Ia menyatakan serangan tersebut telah menyelamatkan Israel dari potensi bencana nuklir. Karena itu, pemerintah Israel tetap meyakini bahwa kebijakan yang ditempuh selama ini berada di jalur yang tepat.
“Yang terpenting adalah kita telah menyelamatkan negara Israel dari ancaman pemusnahan oleh nuklir,” kata Netanyahu.
Yang jadi sorotan, pernyataan itu muncul di tengah meningkatnya perhatian dunia terhadap proses perdamaian yang sedang berlangsung antara Washington dan Teheran.
Kesepakatan Damai AS-Iran Masih Menunggu Penandatanganan
Sementara itu, Donald Trump pada Minggu (14/6) mengumumkan bahwa Amerika Serikat dan Iran telah mencapai kesepakatan damai. Kesepakatan tersebut mencakup penghentian pertempuran di berbagai front konflik.
Tak hanya itu, kesepakatan juga menyentuh situasi di Lebanon yang selama ini menjadi salah satu titik ketegangan akibat operasi militer Israel.
Meski demikian, proses tersebut belum selesai sepenuhnya. Hingga kini, kedua pihak belum menandatangani dokumen resmi yang mengikat secara hukum.
Berdasarkan rencana yang telah diumumkan, nota kesepahaman atau memorandum of understanding (MoU) akan ditandatangani di Swiss pada Jumat (19/6).
Dalam konteks tersebut, berbagai reaksi mulai bermunculan dari kalangan pejabat Israel.
Sejumlah Menteri Israel Tolak Kesepakatan
Pada Senin (15/6), beberapa menteri Israel menyampaikan penolakan terhadap kesepakatan damai yang diumumkan Amerika Serikat.
Salah satu suara paling keras datang dari Menteri Keamanan Nasional Itamar Ben Gvir.

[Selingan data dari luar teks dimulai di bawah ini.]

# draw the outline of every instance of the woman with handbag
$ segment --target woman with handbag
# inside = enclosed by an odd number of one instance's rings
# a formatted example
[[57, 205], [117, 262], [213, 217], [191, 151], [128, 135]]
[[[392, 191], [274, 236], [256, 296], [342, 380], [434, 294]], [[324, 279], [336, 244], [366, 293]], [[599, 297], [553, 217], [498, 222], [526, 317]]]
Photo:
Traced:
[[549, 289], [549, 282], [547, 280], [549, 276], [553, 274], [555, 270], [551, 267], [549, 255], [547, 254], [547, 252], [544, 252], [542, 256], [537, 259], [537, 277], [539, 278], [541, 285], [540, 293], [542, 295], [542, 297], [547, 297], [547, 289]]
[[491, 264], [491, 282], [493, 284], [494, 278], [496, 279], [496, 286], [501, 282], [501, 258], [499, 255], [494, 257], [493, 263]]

Ia menilai Israel tidak memiliki kewajiban untuk mengikuti kesepakatan tersebut.
Menurut Ben Gvir, Israel tidak terlibat dalam proses perundingan sehingga tidak terikat dengan hasil yang dicapai oleh pihak lain.
Di sisi lain, Netanyahu tidak secara langsung menyatakan penolakan terhadap kesepakatan itu. Namun, ia menegaskan bahwa Israel tetap akan mengambil langkah yang dianggap perlu demi menjaga keamanan nasional.
Israel Pertahankan Posisi Militer di Lebanon, Gaza, dan Suriah
Lebih jauh, Netanyahu juga menyinggung keberadaan pasukan Israel di sejumlah wilayah yang masih menjadi pusat konflik.
Ia menegaskan bahwa pasukan Israel akan tetap berada di Lebanon. Selain itu, kehadiran militer juga akan dipertahankan di Jalur Gaza dan Suriah.
Menurutnya, langkah tersebut bertujuan mencegah munculnya ancaman baru terhadap Israel.
“Israel tidak akan membiarkan organisasi teroris menancapkan diri di perbatasan kami, menggali terowongan teror ke wilayah kami, atau mempersiapkan pembantaian di dekat warga negara kami,” ujarnya.
Yang patut dicatat, pernyataan itu menunjukkan bahwa kebijakan keamanan Israel tetap berjalan meski proses kesepakatan damai antara Amerika Serikat dan Iran sedang berlangsung.